数日後、ようやく鷹也の姿を見られて駆は笑顔で迎えた。
「お前にプレゼントがあるんだ!」
駆はそう言って鷹也を庭に連れ出す。土間打ちしてある一角に、バスケゴールが設置されていた。
「‥なに?これ。」
少しやつれたように見えるが、それでも興味津々でゴールを見ている。
「バスケットボールのゴールだよ。これなら一人で遊べるしな!」
山走りと水泳と古武術、それ以外に鷹也が出来そうなスポーツがあれば、そう考え、自分がバスケ部だったことから迷わずバスケを選んだ。ドリブルもシュートも一人で練習出来る。人と接触しにくいのも大きい。
「俺はね、来週には地元に戻るんだ。」
駆はそう言って笑顔を向ける。
「そうか、戻れるんだ。‥良かったな。」
鷹也も微かに笑みを浮かべる。快く見送ってくれるらしいことに、駆は少しの寂しさと、“やっぱりそう言ってくれるよな”という大きな安心感に笑顔になった。

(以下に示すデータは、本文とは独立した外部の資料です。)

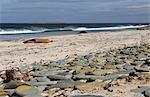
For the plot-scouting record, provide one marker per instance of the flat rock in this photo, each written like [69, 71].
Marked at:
[65, 84]
[90, 86]
[147, 92]
[37, 41]
[26, 90]
[57, 77]
[13, 85]
[140, 90]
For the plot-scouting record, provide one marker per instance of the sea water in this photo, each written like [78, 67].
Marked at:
[15, 31]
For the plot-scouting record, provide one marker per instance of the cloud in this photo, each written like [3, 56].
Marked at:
[139, 6]
[75, 10]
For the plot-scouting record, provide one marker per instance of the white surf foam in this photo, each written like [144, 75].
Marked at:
[108, 28]
[19, 31]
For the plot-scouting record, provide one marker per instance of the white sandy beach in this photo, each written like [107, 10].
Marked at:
[15, 53]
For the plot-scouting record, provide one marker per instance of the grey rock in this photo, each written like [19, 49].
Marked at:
[57, 77]
[65, 84]
[140, 69]
[140, 89]
[87, 96]
[147, 92]
[41, 79]
[13, 85]
[138, 63]
[128, 67]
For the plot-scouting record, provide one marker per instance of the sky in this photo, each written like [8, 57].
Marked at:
[75, 11]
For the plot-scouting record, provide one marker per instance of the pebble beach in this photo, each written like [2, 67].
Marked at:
[104, 64]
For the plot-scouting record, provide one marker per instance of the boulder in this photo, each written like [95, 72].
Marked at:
[26, 90]
[147, 93]
[38, 41]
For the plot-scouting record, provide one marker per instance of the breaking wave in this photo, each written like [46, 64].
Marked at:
[42, 30]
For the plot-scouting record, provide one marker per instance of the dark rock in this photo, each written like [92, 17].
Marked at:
[128, 67]
[13, 85]
[140, 69]
[65, 84]
[37, 41]
[57, 77]
[147, 92]
[87, 96]
[82, 32]
[140, 89]
[26, 90]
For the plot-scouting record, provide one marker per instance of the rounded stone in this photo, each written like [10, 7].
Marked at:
[26, 90]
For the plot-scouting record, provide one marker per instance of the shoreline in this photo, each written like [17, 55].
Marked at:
[92, 64]
[14, 53]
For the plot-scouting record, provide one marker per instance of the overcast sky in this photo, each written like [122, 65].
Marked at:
[74, 11]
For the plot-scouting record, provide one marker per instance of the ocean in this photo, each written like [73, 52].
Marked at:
[15, 31]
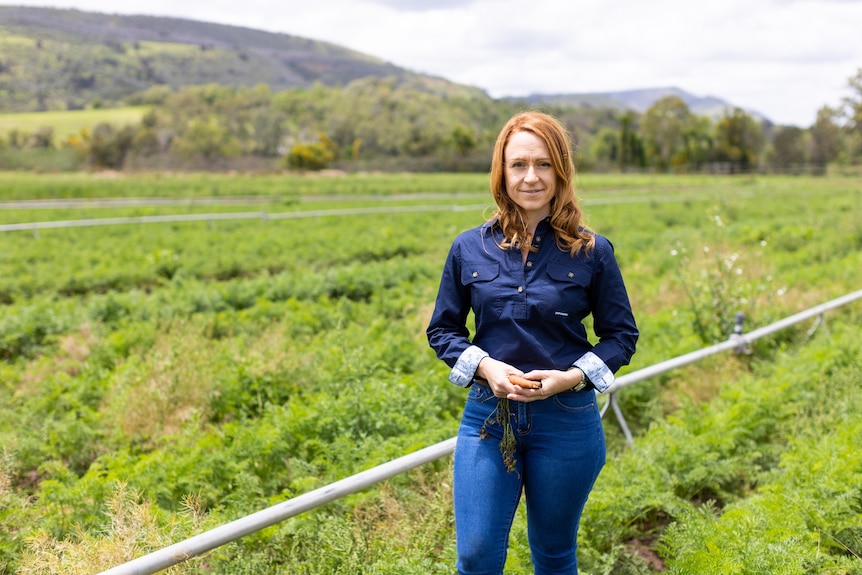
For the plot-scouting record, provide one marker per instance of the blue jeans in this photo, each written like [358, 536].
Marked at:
[560, 450]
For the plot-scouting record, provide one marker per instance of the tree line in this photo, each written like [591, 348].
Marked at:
[393, 124]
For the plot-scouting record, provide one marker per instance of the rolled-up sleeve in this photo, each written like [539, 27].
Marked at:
[613, 321]
[447, 332]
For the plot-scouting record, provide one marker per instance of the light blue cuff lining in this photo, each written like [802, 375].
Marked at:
[597, 370]
[464, 371]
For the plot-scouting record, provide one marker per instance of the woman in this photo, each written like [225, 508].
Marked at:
[530, 275]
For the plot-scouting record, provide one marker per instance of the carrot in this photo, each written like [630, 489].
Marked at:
[524, 382]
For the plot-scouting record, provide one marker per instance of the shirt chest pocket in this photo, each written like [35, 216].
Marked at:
[567, 298]
[472, 273]
[480, 278]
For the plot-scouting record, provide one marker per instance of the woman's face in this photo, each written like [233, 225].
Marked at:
[531, 181]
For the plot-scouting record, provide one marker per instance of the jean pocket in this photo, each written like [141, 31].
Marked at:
[575, 402]
[480, 393]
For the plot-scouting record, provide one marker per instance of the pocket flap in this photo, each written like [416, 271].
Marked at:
[575, 274]
[479, 272]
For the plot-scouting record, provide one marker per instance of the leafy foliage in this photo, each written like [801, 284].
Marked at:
[161, 379]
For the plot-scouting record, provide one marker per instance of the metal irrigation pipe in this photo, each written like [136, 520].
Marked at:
[234, 216]
[209, 540]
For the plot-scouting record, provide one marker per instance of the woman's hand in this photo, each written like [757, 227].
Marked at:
[553, 382]
[496, 373]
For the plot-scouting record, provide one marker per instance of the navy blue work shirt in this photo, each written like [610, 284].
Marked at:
[529, 315]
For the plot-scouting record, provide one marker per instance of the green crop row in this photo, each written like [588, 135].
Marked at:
[158, 380]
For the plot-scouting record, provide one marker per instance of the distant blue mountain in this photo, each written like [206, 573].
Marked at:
[637, 100]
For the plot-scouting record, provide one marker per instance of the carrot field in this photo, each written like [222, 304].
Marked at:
[210, 345]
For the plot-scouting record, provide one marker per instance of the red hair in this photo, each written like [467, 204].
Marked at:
[566, 215]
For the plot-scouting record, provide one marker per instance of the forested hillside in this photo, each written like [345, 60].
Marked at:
[214, 97]
[67, 59]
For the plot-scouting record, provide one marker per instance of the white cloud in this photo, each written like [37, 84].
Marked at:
[783, 58]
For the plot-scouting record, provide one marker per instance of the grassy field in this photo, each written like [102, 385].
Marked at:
[71, 122]
[160, 379]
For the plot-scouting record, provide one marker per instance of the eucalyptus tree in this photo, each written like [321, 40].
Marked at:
[663, 128]
[738, 140]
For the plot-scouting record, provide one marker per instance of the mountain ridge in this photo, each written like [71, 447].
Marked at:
[84, 56]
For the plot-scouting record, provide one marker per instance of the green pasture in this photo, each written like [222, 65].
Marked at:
[66, 123]
[160, 379]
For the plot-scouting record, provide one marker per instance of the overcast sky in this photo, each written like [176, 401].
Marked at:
[782, 58]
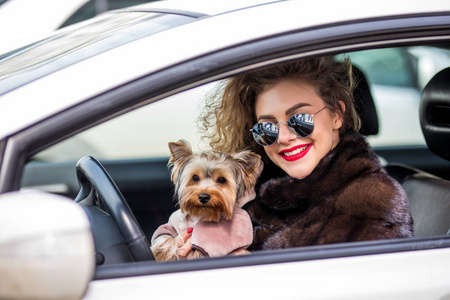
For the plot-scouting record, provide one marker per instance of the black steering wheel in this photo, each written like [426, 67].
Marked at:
[92, 178]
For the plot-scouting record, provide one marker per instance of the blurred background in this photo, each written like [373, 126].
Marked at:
[25, 21]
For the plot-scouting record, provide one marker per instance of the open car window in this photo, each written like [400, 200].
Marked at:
[134, 147]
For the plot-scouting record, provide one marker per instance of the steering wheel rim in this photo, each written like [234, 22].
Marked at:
[91, 174]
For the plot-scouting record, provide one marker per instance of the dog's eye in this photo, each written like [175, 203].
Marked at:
[221, 180]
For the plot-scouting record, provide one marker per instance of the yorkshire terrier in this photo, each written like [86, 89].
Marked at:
[207, 188]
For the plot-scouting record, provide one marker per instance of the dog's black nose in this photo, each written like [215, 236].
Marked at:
[204, 198]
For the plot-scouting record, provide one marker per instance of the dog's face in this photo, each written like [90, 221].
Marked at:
[207, 185]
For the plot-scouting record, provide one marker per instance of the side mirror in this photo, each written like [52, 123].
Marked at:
[46, 247]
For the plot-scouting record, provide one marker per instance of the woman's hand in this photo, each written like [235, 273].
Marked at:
[184, 244]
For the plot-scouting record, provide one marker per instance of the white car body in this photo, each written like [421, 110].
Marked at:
[359, 271]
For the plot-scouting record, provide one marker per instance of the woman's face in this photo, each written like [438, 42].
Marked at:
[281, 101]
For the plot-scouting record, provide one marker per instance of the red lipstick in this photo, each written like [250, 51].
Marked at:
[299, 155]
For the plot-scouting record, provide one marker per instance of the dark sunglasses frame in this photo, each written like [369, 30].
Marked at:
[266, 133]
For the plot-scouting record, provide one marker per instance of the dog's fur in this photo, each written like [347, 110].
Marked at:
[207, 186]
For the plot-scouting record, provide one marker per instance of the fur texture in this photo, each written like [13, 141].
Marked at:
[348, 197]
[207, 186]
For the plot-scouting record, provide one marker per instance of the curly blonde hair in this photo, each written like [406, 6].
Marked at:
[229, 114]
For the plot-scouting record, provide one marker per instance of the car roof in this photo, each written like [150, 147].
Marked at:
[233, 23]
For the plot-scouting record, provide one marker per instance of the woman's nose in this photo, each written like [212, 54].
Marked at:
[285, 136]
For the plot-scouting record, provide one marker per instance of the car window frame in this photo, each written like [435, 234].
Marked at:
[293, 45]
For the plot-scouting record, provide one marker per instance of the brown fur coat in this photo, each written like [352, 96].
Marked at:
[348, 197]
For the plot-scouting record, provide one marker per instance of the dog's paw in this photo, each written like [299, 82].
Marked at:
[164, 248]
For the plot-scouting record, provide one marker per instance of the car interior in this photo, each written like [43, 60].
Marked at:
[139, 186]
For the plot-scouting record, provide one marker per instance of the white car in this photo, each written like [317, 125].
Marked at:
[122, 85]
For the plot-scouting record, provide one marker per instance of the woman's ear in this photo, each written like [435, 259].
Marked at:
[339, 116]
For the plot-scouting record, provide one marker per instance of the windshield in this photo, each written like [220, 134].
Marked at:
[74, 44]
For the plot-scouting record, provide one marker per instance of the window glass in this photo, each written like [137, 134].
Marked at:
[396, 77]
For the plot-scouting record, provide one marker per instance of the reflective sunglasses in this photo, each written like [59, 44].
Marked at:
[266, 133]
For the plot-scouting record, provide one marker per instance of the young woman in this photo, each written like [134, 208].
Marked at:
[321, 181]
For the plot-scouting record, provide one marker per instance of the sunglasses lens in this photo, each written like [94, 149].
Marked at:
[303, 124]
[265, 133]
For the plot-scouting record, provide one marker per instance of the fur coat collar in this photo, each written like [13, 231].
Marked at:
[348, 197]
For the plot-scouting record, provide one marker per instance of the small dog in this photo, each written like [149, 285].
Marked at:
[207, 188]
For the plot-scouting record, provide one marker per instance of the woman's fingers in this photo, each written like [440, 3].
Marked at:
[185, 249]
[184, 244]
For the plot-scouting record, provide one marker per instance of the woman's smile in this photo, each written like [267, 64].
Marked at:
[296, 155]
[296, 152]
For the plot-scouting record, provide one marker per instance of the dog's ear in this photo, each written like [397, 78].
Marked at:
[249, 162]
[179, 151]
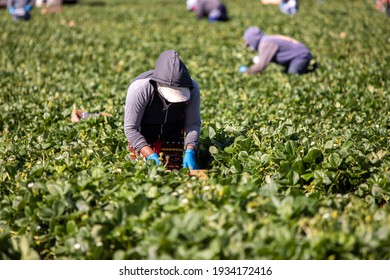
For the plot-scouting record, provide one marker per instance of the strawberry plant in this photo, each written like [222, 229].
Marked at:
[298, 166]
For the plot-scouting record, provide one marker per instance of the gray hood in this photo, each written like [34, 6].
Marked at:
[253, 36]
[170, 70]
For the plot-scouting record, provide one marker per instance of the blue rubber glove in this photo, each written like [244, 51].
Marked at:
[189, 159]
[243, 68]
[154, 157]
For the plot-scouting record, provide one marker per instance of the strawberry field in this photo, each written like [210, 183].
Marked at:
[298, 166]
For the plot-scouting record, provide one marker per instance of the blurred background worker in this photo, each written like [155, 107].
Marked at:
[214, 10]
[283, 50]
[289, 7]
[20, 9]
[161, 106]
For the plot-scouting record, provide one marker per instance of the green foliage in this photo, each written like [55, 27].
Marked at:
[298, 167]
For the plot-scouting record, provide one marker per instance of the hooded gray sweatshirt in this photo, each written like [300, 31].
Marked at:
[148, 116]
[213, 8]
[274, 48]
[17, 4]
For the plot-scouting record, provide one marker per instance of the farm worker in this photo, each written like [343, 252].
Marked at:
[283, 50]
[214, 10]
[289, 7]
[162, 114]
[20, 9]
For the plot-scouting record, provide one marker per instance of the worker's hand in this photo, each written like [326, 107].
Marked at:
[189, 159]
[154, 157]
[243, 69]
[27, 8]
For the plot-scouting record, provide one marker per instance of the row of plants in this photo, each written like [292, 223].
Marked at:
[298, 167]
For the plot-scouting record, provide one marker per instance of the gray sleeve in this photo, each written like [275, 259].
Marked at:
[267, 50]
[192, 118]
[137, 98]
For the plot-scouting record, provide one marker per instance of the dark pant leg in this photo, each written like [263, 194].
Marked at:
[298, 65]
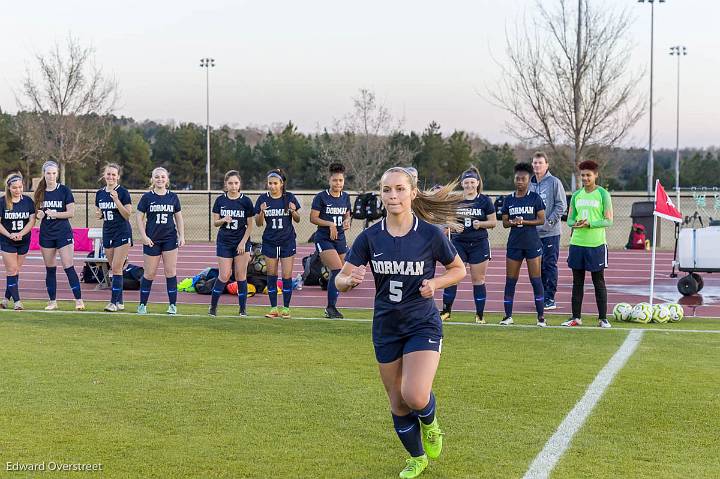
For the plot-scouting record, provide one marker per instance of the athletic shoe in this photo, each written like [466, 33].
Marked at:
[432, 438]
[573, 322]
[274, 313]
[332, 312]
[415, 466]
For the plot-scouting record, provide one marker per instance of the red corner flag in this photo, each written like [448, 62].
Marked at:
[664, 207]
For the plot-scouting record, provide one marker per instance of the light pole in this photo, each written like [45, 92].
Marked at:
[207, 63]
[651, 160]
[678, 51]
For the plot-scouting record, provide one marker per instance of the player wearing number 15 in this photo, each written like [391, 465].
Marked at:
[407, 331]
[278, 209]
[163, 231]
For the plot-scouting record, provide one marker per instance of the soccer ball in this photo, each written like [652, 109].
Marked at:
[676, 312]
[622, 311]
[661, 313]
[642, 313]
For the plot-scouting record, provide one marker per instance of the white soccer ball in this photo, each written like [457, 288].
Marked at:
[622, 312]
[642, 313]
[676, 312]
[661, 313]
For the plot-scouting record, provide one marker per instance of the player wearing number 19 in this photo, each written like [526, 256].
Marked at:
[231, 213]
[162, 229]
[114, 207]
[278, 208]
[407, 331]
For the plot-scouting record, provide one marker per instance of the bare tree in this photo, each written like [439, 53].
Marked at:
[567, 79]
[362, 142]
[67, 112]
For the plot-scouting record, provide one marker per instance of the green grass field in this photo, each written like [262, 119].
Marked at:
[191, 396]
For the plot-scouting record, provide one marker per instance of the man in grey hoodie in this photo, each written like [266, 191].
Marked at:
[552, 192]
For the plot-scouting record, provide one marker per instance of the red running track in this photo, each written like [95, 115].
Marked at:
[627, 280]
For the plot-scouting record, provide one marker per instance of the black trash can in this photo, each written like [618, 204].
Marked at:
[642, 213]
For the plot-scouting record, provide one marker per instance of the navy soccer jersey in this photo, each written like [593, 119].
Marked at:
[470, 210]
[159, 213]
[399, 265]
[279, 229]
[114, 225]
[16, 219]
[523, 237]
[240, 210]
[57, 200]
[333, 209]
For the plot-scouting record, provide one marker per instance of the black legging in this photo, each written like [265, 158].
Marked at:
[579, 289]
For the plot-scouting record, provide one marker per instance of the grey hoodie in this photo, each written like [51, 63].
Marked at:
[552, 192]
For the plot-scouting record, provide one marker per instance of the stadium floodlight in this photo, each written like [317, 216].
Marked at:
[207, 63]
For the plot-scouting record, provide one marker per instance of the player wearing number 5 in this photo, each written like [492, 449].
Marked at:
[113, 206]
[277, 209]
[231, 213]
[163, 231]
[407, 331]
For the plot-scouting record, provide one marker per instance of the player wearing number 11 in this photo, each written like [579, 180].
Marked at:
[407, 331]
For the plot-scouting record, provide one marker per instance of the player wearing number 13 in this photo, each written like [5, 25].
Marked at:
[407, 331]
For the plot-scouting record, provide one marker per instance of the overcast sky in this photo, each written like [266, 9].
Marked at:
[304, 61]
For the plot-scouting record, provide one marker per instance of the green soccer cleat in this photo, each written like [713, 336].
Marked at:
[432, 438]
[415, 467]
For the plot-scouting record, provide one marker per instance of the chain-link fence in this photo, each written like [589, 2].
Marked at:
[197, 205]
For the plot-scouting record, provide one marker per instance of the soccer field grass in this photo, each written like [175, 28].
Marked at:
[190, 396]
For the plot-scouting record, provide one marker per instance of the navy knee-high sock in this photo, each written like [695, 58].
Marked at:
[218, 289]
[171, 284]
[509, 295]
[116, 295]
[12, 284]
[145, 287]
[242, 294]
[539, 294]
[449, 294]
[333, 293]
[74, 281]
[287, 291]
[427, 414]
[408, 430]
[51, 281]
[480, 295]
[272, 290]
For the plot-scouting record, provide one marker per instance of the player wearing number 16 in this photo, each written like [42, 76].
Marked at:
[277, 209]
[162, 229]
[407, 331]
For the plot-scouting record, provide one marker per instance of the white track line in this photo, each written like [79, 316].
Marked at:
[545, 462]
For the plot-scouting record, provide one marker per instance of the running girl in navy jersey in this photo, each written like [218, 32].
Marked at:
[55, 206]
[331, 211]
[231, 213]
[522, 211]
[114, 207]
[477, 214]
[407, 331]
[163, 231]
[17, 218]
[278, 209]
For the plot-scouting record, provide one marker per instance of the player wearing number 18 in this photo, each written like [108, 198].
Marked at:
[278, 209]
[162, 229]
[407, 331]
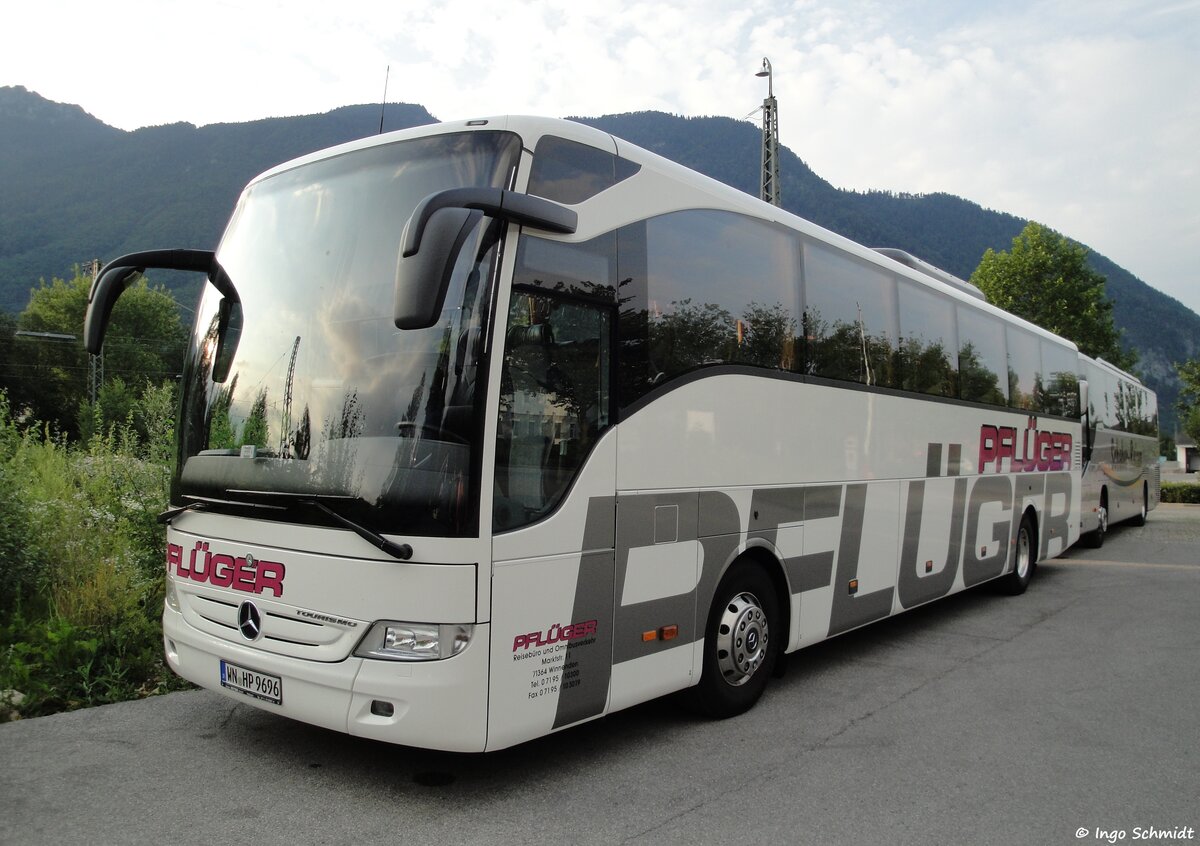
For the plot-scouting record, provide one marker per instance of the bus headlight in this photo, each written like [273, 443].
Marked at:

「それまでの間、今度は俺に付き合えよ。一緒にバスケやろうぜ。」
「うん。」
こうして鷹也はドリブルやシュートを教わり、駆は一緒になって楽しんだ。
それから6日後、駆は荷物をまとめて自宅へと送った。
「鷹也、色々とありがとう。今度こっちにも遊びに来いよ!」
「うん。またな!」
そのまま鷹也は学校へ行き、駆はその後姿を見送った。
「本当にお世話になりました。いつか必ずご恩返しが出来るよう、精進いたします。」
駆はそう言って旅立ったのだった。